Two issues ago, Stanford Social Innovation Review published the cover story “How We Achieve a Multiracial Democracy,” by PolicyLink founder Angela Glover Blackwell. In the article she called on Americans to build a society that fulfills the principles that the United States was founded on—liberty, equality, and the pursuit of happiness—for people of all races, not just for white people.

In this issue, we publish a new call to action. In the cover story, “Reimagining Our High-Tech World,” Omidyar Network CEO Mike Kubzansky argues that the public needs to assert control over digital technology and make sure that it is developed and implemented in ways that meet the interests of the many, not simply the private interests of the few.

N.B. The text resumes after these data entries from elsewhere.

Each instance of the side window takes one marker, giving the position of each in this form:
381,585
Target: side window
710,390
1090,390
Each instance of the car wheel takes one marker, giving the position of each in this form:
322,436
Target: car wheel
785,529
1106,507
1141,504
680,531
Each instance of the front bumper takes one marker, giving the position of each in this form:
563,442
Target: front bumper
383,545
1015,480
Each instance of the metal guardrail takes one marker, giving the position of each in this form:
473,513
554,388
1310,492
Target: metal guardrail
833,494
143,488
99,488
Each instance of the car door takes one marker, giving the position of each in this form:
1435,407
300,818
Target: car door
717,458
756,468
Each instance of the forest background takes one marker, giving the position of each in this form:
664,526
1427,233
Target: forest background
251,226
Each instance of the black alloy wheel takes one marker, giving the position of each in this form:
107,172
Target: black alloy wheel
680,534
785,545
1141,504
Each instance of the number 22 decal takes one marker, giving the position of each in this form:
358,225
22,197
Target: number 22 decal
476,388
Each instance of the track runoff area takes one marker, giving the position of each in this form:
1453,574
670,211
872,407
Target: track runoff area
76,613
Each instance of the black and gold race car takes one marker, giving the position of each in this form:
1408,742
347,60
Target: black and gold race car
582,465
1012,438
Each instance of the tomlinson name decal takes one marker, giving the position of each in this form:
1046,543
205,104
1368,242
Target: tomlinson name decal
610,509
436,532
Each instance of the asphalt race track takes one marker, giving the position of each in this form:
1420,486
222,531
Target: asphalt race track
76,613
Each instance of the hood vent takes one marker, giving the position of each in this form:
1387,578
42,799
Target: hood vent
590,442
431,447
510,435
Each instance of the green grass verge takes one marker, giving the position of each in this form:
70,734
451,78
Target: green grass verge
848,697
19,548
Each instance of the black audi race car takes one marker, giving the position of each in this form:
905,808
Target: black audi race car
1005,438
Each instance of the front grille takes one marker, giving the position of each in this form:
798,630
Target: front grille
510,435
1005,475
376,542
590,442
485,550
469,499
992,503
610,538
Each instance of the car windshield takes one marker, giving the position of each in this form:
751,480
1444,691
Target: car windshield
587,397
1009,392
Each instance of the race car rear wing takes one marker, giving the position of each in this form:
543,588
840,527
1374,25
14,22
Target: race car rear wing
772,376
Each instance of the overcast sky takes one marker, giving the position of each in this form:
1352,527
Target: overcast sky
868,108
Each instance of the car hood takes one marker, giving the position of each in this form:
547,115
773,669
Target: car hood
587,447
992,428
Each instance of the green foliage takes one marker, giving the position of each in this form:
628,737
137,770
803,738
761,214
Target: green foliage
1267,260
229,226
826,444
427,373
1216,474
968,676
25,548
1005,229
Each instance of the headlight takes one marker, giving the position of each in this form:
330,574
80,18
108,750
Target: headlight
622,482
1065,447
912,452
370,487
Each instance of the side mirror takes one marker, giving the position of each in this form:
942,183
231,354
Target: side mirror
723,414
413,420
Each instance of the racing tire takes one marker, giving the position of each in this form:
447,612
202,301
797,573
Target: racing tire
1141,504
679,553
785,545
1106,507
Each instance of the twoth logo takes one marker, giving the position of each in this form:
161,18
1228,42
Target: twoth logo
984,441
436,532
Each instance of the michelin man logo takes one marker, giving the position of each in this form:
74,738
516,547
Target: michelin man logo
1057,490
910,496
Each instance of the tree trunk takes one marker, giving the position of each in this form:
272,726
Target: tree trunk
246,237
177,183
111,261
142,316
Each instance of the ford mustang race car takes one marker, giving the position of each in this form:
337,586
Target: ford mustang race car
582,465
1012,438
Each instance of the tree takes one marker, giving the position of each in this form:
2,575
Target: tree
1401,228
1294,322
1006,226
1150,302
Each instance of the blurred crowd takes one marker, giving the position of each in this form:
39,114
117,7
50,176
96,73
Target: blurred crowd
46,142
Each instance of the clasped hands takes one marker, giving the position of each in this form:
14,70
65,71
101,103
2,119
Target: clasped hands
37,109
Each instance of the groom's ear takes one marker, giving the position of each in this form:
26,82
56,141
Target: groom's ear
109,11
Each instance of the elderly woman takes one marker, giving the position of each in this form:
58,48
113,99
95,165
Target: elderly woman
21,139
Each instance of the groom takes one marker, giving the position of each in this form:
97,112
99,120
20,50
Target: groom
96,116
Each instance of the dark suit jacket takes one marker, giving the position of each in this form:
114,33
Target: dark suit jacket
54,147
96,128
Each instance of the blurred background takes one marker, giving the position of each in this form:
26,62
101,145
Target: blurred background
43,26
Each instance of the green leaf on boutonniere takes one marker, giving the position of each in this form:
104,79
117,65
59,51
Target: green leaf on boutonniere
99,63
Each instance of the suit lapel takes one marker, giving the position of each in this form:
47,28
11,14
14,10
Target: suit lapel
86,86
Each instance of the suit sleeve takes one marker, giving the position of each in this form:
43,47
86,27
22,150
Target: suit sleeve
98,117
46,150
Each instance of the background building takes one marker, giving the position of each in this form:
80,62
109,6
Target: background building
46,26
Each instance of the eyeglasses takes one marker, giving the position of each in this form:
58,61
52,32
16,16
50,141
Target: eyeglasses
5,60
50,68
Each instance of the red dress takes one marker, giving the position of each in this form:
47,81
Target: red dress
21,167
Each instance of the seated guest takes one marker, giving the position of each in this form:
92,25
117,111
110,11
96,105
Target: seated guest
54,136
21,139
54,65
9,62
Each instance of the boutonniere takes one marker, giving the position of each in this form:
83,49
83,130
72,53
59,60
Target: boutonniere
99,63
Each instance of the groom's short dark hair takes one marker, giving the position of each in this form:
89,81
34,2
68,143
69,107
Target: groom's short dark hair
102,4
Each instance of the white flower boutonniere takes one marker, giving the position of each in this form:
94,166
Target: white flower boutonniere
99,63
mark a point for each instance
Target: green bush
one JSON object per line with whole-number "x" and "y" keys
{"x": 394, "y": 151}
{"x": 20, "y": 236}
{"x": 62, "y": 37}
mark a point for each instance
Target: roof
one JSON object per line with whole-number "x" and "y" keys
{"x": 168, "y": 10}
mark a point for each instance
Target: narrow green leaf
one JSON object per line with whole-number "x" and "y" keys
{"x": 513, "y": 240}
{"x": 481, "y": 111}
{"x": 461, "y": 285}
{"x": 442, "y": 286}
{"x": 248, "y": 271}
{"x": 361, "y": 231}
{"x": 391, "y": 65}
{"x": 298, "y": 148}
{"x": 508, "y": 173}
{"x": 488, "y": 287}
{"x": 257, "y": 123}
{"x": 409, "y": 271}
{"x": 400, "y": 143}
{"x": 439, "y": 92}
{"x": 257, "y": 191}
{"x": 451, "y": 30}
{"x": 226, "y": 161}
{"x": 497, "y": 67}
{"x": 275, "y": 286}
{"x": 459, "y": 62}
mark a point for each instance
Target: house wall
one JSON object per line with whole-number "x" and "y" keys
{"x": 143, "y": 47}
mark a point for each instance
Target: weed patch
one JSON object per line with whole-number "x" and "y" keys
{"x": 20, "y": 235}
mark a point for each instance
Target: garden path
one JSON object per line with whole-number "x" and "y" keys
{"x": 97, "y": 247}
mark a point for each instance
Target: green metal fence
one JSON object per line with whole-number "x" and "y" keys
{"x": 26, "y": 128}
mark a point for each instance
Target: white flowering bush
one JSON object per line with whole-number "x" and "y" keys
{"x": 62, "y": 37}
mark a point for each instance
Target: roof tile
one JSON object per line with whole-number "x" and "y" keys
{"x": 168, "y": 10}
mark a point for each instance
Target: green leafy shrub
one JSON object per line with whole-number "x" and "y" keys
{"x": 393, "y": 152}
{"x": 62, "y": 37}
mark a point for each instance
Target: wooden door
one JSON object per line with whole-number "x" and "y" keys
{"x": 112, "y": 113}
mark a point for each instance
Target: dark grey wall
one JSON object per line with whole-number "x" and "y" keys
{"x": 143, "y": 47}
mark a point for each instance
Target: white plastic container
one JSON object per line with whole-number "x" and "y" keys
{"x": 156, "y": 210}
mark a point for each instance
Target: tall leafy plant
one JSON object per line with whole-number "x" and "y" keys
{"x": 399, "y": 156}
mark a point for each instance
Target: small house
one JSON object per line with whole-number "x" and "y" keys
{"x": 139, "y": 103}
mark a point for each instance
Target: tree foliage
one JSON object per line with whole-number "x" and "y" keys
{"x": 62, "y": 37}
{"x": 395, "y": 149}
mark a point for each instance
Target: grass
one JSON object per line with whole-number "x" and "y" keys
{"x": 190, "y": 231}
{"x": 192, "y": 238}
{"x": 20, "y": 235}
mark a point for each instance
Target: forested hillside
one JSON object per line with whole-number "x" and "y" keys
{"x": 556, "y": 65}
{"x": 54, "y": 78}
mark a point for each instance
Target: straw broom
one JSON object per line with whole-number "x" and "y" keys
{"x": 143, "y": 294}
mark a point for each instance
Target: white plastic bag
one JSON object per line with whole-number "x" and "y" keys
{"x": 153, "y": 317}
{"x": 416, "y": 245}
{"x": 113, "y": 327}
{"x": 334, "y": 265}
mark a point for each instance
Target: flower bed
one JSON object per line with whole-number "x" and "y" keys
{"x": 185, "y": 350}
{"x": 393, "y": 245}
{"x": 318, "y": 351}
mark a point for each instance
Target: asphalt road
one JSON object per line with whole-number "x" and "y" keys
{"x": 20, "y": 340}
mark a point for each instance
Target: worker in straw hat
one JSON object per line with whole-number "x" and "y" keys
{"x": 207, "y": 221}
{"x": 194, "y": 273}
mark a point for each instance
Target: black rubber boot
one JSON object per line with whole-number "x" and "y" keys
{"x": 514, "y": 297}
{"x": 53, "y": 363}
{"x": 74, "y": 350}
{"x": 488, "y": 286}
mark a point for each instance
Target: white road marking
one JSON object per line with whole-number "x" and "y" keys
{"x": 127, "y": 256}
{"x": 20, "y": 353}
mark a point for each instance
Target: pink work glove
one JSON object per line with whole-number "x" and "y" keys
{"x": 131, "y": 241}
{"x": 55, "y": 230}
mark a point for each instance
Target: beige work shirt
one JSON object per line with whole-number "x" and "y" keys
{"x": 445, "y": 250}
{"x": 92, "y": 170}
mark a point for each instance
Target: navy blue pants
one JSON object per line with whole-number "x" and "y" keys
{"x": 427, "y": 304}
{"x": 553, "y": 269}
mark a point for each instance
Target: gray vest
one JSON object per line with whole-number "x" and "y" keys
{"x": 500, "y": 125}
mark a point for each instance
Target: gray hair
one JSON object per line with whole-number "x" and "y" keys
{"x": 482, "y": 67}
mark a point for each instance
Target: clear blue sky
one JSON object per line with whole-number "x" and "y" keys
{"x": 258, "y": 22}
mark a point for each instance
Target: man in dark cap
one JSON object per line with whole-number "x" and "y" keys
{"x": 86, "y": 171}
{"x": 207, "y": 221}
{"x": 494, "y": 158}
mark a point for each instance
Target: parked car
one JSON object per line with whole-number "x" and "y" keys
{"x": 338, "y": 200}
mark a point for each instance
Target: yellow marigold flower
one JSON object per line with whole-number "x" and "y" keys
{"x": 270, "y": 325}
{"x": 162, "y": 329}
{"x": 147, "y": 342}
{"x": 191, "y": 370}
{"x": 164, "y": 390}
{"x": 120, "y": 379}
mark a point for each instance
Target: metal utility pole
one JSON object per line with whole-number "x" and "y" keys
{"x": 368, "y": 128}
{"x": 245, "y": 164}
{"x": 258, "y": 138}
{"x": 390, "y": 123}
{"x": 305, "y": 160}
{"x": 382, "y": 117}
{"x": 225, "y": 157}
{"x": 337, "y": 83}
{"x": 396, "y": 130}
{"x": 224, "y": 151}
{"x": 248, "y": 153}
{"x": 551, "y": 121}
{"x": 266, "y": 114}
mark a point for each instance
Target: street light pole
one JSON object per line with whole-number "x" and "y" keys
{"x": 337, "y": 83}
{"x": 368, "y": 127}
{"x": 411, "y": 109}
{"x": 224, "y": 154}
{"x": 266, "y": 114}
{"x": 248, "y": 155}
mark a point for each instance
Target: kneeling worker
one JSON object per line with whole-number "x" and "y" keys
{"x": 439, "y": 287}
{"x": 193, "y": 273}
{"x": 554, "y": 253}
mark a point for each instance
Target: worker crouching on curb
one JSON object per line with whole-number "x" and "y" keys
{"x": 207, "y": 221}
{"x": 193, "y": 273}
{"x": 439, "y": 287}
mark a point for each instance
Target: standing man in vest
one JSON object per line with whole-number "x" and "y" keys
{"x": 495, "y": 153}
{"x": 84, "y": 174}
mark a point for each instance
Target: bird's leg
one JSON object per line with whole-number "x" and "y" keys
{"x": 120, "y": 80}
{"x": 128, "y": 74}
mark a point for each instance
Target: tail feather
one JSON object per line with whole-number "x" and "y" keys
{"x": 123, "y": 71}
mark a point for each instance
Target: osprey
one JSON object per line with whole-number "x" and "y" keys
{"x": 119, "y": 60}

Semiconductors, software, computers, smartphones, the internet and web, data mining, social media, artificial intelligence, and more—the US government funded much of the basic research underlying our digital world. But the implementation of these technologies, and the financial value that was created from them, have been controlled by private interests. The government has largely stayed on the sidelines, until now.

Today, there is growing support for the public to assert control over these technologies and the companies that control them. It started with concerns over digital privacy and the private use of personal data, gained strength with calls for control over social media, and is reaching a crescendo with concerns over the unbridled use of AI in what seems to be nearly all parts of our lives.

Concern over AI has become so broad that many of the people who played an important role in creating and commercializing digital technology and AI are now among those most loudly calling for government control. Among them is Kubzansky. Interestingly, Omidyar Network was created and funded by Pierre and Pam Omidyar, who made their billions through digital technology powerhouse eBay, which Pierre founded. And Omidyar Network itself has, according to Kubzansky, invested more than $750 million in technology start-ups.